Although we don't believe in timing the market or panicking over daily movements, we do like to keep an eye on market changes -- just in case they're material to our investing thesis.
Yesterday, investors got a much-awaited reprieve from Wall Street's recent slump, and the Dow Jones Industrial Average (DJINDICES:^DJI) broke its five-day losing streak. But the bears were out in force again on Wednesday, as January's pullback reared its ugly head once more. Although the Federal Reserve policy meeting took center stage today, investors seemed to be more worried about the stability of emerging markets and their currencies. Turkey's central bank took drastic moves on Tuesday in an emergency meeting, raising its benchmark one-week lending rate for banks from 4.5% to 10%. The Dow, fearing a currency contagion, shed 189 points, or 1.2%, to end at 15,738.
One of the Dow's biggest laggards was Home Depot (NYSE:HD) stock, which lost 2.4% Wednesday. With no particularly negative news to speak of regarding the home-improvement giant, today's decline can largely be chalked up to the mood of the market at large. That said, Home Depot shareholders have been amply rewarded in recent years with the revitalization of the U.S. real estate market, and data today from the Mortgage Bankers' Association painted a bleaker picture of real estate growth going forward. Applications at mortgage lenders for the week ending Jan. 24 plunged 12% from the same week last year, indicating softer demand for homes. I think the market's extrapolating too hastily and would encourage long-term investors to consider broader trends before dumping shares.
Or you could do what TiVo (NASDAQ:TIVO) stock did today -- shares ignored trends altogether and tacked on 1.2% in the face of market pressure. TiVo, which was a pioneer in the DVR market, announced the acquisition of Digitalsmiths before the market opened this morning, and shares didn't trade in the red the whole day. Wall Street applauded the $135 million cash purchase of the cloud-based software, which "allows Pay-TV operators to deliver an advanced user experience integrating search, recommendations, discovery and browsing across a variety of devices," according to the press release.
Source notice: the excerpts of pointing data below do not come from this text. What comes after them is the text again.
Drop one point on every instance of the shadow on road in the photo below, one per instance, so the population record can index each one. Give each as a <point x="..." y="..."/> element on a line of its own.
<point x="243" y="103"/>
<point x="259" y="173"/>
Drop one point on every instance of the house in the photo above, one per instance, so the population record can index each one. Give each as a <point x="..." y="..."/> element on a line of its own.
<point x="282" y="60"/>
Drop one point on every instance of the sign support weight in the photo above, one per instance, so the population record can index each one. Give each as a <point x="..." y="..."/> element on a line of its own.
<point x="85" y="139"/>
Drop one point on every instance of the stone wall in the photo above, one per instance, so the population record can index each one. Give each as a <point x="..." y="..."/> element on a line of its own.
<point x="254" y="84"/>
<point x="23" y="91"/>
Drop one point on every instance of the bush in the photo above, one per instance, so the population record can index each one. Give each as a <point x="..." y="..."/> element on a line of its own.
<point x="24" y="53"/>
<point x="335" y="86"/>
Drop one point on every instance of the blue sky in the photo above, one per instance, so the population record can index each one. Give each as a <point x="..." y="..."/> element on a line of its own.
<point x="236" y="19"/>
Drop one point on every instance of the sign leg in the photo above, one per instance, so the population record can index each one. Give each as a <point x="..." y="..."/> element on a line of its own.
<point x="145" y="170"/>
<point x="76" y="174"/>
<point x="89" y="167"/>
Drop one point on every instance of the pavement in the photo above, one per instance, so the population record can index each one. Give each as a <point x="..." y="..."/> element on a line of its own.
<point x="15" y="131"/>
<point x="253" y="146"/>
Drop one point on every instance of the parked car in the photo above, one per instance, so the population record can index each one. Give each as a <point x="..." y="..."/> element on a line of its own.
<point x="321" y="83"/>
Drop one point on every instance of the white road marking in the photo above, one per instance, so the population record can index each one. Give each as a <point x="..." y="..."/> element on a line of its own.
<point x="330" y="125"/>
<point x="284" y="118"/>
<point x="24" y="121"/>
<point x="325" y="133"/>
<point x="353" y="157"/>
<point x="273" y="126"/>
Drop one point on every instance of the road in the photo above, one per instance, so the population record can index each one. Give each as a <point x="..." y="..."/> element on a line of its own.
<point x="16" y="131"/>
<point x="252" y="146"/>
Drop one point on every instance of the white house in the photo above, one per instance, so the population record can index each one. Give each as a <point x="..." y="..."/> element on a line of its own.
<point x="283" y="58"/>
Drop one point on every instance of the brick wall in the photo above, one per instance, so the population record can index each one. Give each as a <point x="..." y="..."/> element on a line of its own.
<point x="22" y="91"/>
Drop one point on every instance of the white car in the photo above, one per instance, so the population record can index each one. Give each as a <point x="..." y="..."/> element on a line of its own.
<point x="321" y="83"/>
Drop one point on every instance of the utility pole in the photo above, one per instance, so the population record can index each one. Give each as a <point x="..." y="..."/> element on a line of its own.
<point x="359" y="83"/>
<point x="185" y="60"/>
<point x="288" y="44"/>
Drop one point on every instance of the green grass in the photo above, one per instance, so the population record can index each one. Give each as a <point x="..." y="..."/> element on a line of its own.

Not only has TiVo seen the light and shifted its focus to software rather than hardware, but it also approved a $100 million share buyback. Well played, TiVo.
Lastly, shares of the $2 billion molecular diagnostic business Myriad Genetics (NASDAQ:MYGN) surged 4.3% Wednesday after the company put out a press release touting its prostate cancer prognosis test Prolaris as a game-changer in its field. Myriad Genetics claims that the most recent study "demonstrated the significant clinical value of Prolaris to physicians who are treating men with prostate cancer." Only time will tell what the implications of Prolaris will be in the future, but if its claims are true then it physicians shouldn't take long to get on board with the product.